In February 1986, First National Cincinnati Corporation announced the pending acquisition of the Richmond-based Second National Corporation with its Second National Bank of Richmond subsidiary for an undisclosed amount. The acquisition was completed in June 1986 for $44.9 million in stock.

In August 1987, First National Cincinnati Corporation announced the pending acquisition of the Aurora-based Aurora First National Bancorp with its First National Bank of Aurora subsidiary for an undisclosed amount. The acquisition was completed in January 1988.

===Firstar===
In July 1998, Star Banc Corporation announced the pending acquisition of the Milwaukee, Wisconsin-based Firstar Corporation for $7.3 billion in stock.

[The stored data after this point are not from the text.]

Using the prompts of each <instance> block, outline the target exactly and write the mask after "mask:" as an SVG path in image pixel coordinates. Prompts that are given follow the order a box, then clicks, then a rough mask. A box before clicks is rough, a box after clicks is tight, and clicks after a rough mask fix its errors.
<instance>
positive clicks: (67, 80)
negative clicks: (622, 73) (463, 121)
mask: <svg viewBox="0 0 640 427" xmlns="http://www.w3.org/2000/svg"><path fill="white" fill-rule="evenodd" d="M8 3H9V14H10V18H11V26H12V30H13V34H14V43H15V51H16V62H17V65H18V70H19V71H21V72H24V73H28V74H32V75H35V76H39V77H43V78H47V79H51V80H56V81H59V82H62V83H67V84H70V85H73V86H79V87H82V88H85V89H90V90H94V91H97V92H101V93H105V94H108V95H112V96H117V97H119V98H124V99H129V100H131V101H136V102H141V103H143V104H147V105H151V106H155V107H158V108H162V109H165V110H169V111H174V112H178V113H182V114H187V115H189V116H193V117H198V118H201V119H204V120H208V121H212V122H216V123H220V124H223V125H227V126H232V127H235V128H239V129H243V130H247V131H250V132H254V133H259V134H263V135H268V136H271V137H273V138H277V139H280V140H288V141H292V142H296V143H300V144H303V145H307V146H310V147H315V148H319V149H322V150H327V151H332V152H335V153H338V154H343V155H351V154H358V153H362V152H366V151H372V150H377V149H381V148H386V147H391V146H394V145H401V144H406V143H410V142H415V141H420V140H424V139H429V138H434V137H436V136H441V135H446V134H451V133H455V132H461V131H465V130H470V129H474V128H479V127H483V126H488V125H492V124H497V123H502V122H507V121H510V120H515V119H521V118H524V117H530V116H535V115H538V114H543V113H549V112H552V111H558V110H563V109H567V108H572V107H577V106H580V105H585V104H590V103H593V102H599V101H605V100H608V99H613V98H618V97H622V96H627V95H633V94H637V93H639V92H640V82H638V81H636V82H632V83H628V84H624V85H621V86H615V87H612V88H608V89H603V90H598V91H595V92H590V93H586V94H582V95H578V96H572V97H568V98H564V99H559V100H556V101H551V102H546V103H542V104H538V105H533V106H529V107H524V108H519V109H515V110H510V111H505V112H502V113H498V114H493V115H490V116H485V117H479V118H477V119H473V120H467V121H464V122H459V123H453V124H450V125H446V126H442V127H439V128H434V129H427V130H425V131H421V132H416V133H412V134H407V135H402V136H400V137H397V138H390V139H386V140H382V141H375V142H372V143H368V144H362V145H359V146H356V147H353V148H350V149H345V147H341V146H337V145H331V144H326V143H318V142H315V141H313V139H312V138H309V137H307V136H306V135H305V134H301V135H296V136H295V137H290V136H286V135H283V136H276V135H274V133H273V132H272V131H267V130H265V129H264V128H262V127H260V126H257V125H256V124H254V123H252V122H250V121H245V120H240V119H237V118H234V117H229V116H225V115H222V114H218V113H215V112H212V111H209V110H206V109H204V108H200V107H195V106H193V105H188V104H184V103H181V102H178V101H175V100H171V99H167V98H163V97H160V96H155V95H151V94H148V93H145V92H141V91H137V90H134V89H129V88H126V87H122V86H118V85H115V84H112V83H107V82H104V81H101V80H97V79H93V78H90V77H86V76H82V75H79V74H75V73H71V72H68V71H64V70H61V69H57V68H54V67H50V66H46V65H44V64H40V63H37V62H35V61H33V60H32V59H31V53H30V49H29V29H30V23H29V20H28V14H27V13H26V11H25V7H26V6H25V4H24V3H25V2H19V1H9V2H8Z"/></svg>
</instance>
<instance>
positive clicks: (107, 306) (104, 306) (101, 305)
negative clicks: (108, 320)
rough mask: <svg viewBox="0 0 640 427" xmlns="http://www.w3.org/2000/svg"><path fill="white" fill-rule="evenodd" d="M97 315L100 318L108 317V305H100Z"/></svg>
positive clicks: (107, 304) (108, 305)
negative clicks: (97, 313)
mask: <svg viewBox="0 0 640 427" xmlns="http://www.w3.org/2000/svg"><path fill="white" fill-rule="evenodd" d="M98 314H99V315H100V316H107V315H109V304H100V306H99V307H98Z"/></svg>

At the time of the announcement, Firstar had banking offices in Wisconsin, Illinois, Minnesota, Arizona, Iowa, Ohio, and Missouri while Star Banc had banking offices in Ohio, Indiana, Kentucky, and Tennessee. Under the merger agreement, former Firstar board members would have 14 out of 32 directors seats on the board of the new corporation and could help control the direction of the new combined company. Star Banc was the nominal survivor, and the merged bank retained Star Banc's charter and stock price history. However, the merged bank would be based in Milwaukee under the Firstar name and inherited old Firstar's ticker symbol, FRS. It was also announced that Star Chairman and Chief Executive Jerry Grundhofer would become president and chief executive of the merged Firstar, while Firstar Chairman and Chief Executive Roger Fitzsimonds remained chairman of the merged company. The merger was completed in November 1998. At the time of the merger, the new company had 720 full-service banking offices in Ohio, Wisconsin, Kentucky, Illinois, Indiana, Iowa, Minnesota, Tennessee and Arizona.

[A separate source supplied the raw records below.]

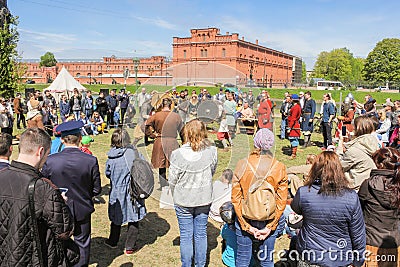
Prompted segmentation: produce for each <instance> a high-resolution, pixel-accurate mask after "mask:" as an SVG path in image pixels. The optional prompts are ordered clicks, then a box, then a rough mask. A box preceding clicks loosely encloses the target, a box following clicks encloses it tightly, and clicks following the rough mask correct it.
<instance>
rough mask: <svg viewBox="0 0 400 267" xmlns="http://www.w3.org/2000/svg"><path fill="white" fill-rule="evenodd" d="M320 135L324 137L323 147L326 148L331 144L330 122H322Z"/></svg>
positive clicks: (331, 139) (331, 131) (330, 124)
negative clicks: (321, 131)
mask: <svg viewBox="0 0 400 267" xmlns="http://www.w3.org/2000/svg"><path fill="white" fill-rule="evenodd" d="M322 135H323V137H324V147H325V148H327V147H328V146H329V145H332V123H329V122H323V123H322Z"/></svg>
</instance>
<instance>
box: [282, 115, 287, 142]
mask: <svg viewBox="0 0 400 267" xmlns="http://www.w3.org/2000/svg"><path fill="white" fill-rule="evenodd" d="M285 137H286V119H284V118H282V120H281V139H285Z"/></svg>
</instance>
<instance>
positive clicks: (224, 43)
mask: <svg viewBox="0 0 400 267" xmlns="http://www.w3.org/2000/svg"><path fill="white" fill-rule="evenodd" d="M190 32H191V36H190V37H184V38H180V37H174V38H173V43H172V48H173V59H172V64H173V66H174V83H176V84H185V83H186V84H193V83H211V84H215V83H231V84H238V85H251V84H255V85H259V86H272V85H276V86H283V85H285V84H287V85H289V84H292V83H293V82H296V81H295V80H294V77H297V76H298V74H297V75H296V73H294V72H295V71H296V69H297V70H298V71H297V72H299V71H300V79H301V64H302V63H301V59H300V58H296V57H295V56H293V55H289V54H287V53H284V52H280V51H276V50H273V49H271V48H267V47H264V46H261V45H259V44H258V40H256V42H255V43H251V42H248V41H245V40H244V37H242V38H241V39H239V34H237V33H232V34H229V33H228V32H227V33H226V34H225V35H222V34H220V30H219V29H217V28H207V29H192V30H191V31H190ZM299 67H300V68H299ZM294 74H295V75H294Z"/></svg>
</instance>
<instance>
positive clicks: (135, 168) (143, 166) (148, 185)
mask: <svg viewBox="0 0 400 267" xmlns="http://www.w3.org/2000/svg"><path fill="white" fill-rule="evenodd" d="M134 151H135V160H134V161H133V163H132V168H131V185H130V190H129V191H130V195H131V199H132V201H133V200H134V199H146V198H148V197H149V196H150V195H151V194H152V193H153V189H154V174H153V169H152V167H151V165H150V163H149V162H147V161H146V160H144V159H141V158H140V157H139V152H138V150H137V149H136V148H134Z"/></svg>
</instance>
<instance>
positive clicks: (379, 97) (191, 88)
mask: <svg viewBox="0 0 400 267" xmlns="http://www.w3.org/2000/svg"><path fill="white" fill-rule="evenodd" d="M48 86H49V84H27V85H26V87H27V88H35V89H38V90H44V89H45V88H47V87H48ZM84 86H85V87H86V88H87V89H88V90H91V91H93V92H99V91H100V89H102V88H108V89H117V90H118V91H119V89H121V88H123V87H124V85H123V84H116V85H110V84H92V85H89V84H85V85H84ZM142 87H145V88H146V89H147V92H150V91H152V90H156V91H159V92H164V91H166V90H171V89H172V86H165V85H147V84H142V85H141V86H139V87H138V89H139V90H140V88H142ZM186 88H187V89H188V90H189V94H190V93H191V91H192V90H196V92H197V93H200V89H201V88H207V90H208V91H209V92H210V93H211V94H212V95H215V94H217V93H218V92H219V87H215V86H212V87H204V86H178V87H177V88H176V89H177V90H178V91H180V90H184V89H186ZM262 89H263V88H253V89H252V90H253V94H254V95H256V96H257V95H258V94H259V93H260V91H261V90H262ZM265 89H266V90H267V91H268V92H269V94H270V96H271V98H272V99H276V100H281V99H283V96H284V93H285V92H286V91H289V92H290V93H292V94H295V93H296V94H298V93H299V92H300V91H303V92H306V91H308V90H310V91H311V93H312V97H313V99H315V100H316V101H317V102H322V96H323V94H325V93H326V92H329V93H331V94H332V97H333V99H335V101H336V102H338V103H339V101H340V94H342V101H343V100H344V98H345V97H346V96H347V94H348V93H352V94H353V96H354V98H355V99H356V100H357V101H358V102H360V103H364V96H365V95H367V94H370V95H372V97H373V98H374V99H375V100H376V101H377V104H383V103H385V101H386V98H391V99H392V100H393V101H394V100H397V99H400V97H399V94H398V93H393V92H385V91H381V92H368V91H349V90H337V91H324V90H315V89H312V88H296V89H284V88H272V89H270V88H265ZM127 90H128V91H129V92H131V93H134V92H136V86H135V85H127ZM242 90H243V91H245V92H247V91H248V90H249V88H243V89H242Z"/></svg>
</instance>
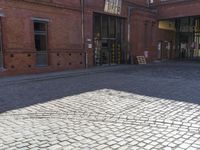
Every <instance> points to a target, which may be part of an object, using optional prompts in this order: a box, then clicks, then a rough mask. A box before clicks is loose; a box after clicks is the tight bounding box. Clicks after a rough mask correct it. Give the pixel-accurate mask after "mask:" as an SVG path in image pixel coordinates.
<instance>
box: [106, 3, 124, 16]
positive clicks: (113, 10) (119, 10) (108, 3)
mask: <svg viewBox="0 0 200 150" xmlns="http://www.w3.org/2000/svg"><path fill="white" fill-rule="evenodd" d="M121 7H122V0H105V7H104V11H105V12H108V13H112V14H117V15H120V14H121Z"/></svg>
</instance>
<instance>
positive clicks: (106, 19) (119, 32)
mask: <svg viewBox="0 0 200 150" xmlns="http://www.w3.org/2000/svg"><path fill="white" fill-rule="evenodd" d="M93 29H94V32H93V33H94V36H93V37H94V63H95V65H96V66H100V65H112V64H122V63H124V62H125V58H126V57H125V51H124V48H123V43H124V19H122V18H120V17H114V16H109V15H102V14H97V13H95V14H94V28H93Z"/></svg>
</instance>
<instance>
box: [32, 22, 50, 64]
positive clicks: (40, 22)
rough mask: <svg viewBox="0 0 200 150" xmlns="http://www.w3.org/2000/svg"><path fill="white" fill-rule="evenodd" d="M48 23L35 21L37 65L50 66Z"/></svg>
mask: <svg viewBox="0 0 200 150" xmlns="http://www.w3.org/2000/svg"><path fill="white" fill-rule="evenodd" d="M47 29H48V23H47V22H44V21H34V33H35V48H36V51H37V53H36V55H37V57H36V59H37V60H36V64H37V66H48V51H47V49H48V48H47V43H48V38H47V36H48V33H47Z"/></svg>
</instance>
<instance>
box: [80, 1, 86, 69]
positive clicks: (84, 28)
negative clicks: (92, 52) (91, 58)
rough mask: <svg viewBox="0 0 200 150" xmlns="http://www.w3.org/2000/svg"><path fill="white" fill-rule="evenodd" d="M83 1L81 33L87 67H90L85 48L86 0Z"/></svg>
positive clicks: (81, 9)
mask: <svg viewBox="0 0 200 150" xmlns="http://www.w3.org/2000/svg"><path fill="white" fill-rule="evenodd" d="M80 1H81V30H82V31H81V32H82V33H81V35H82V47H83V50H84V51H85V68H88V54H87V50H86V49H85V19H84V13H85V1H84V0H80Z"/></svg>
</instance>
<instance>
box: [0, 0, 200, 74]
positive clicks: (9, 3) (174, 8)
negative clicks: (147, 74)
mask: <svg viewBox="0 0 200 150" xmlns="http://www.w3.org/2000/svg"><path fill="white" fill-rule="evenodd" d="M199 8H200V0H177V1H174V0H73V1H72V0H1V1H0V68H1V69H0V76H5V75H16V74H29V73H41V72H50V71H62V70H68V69H78V68H86V67H92V66H99V65H107V64H126V63H134V62H136V61H135V58H136V56H139V55H145V56H146V58H147V60H148V61H149V62H150V61H153V60H156V59H174V58H184V59H186V58H198V57H199V56H200V51H199V45H200V44H199V43H200V38H199V37H200V33H199V31H200V28H199V27H200V19H199V17H198V16H199V15H200V13H199Z"/></svg>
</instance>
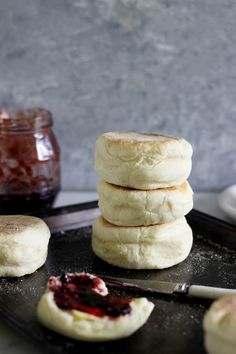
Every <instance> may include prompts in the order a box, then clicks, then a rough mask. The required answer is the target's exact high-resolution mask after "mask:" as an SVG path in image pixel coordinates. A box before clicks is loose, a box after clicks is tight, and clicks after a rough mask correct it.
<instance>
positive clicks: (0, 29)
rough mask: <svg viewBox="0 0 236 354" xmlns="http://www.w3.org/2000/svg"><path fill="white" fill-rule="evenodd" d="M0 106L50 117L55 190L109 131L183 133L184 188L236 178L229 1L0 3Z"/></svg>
mask: <svg viewBox="0 0 236 354" xmlns="http://www.w3.org/2000/svg"><path fill="white" fill-rule="evenodd" d="M0 105H1V106H5V107H12V106H26V107H31V106H42V107H46V108H48V109H50V110H51V111H52V112H53V114H54V121H55V132H56V135H57V137H58V140H59V142H60V146H61V151H62V173H63V175H62V177H63V178H62V184H63V188H64V189H78V190H89V189H95V185H96V183H97V178H96V176H95V173H94V170H93V153H94V144H95V140H96V138H97V137H98V135H99V134H100V133H101V132H103V131H110V130H141V131H149V132H165V133H168V134H173V135H181V136H183V137H185V138H186V139H187V140H189V141H190V142H191V143H192V145H193V148H194V155H193V170H192V174H191V179H190V182H191V184H192V186H193V188H194V190H198V191H199V190H201V191H202V190H220V189H222V188H224V187H225V186H227V185H229V184H233V183H236V129H235V128H236V1H234V0H50V1H49V0H48V1H47V0H0Z"/></svg>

Only two years later, Firstar acquired Minneapolis-based U.S. Bancorp—itself the product of a 1997 merger between First Bank System of Minneapolis and the original U.S. Bancorp of Portland, Oregon. The merged bank took the U.S. Bancorp name and moved to Minneapolis. However, U.S. Bancorp retains Star Banc's pre-1998 stock price history, and operates under Star Banc's charter. It also claims Star Banc's founding in 1863 as its founding date.

==Sponsorships==
Beginning in 1995, Star Banc Corporation started to sponsor the annual Star Bank LPGA Classic golf tournament that was held at the Country Club of the North in Beavercreek, Ohio. Corporate sponsorship continued after Star Banc acquired Firstar and changed the name of the bank to Firstar in late 1998; the golf tournament continued under the new Firstar name in 1999. Corporate sponsorship was dropped in 2001 after Firstar acquired U.S. Bancorp that same year.

In April 1997, Star Bank became the official bank of the Cincinnati Reds. The Reds replaced this sponsorship in August 2000 with a new business relationship with Provident Bank (through successive mergers, Provident became a part of National City and later PNC with each successor continuing the sponsorship).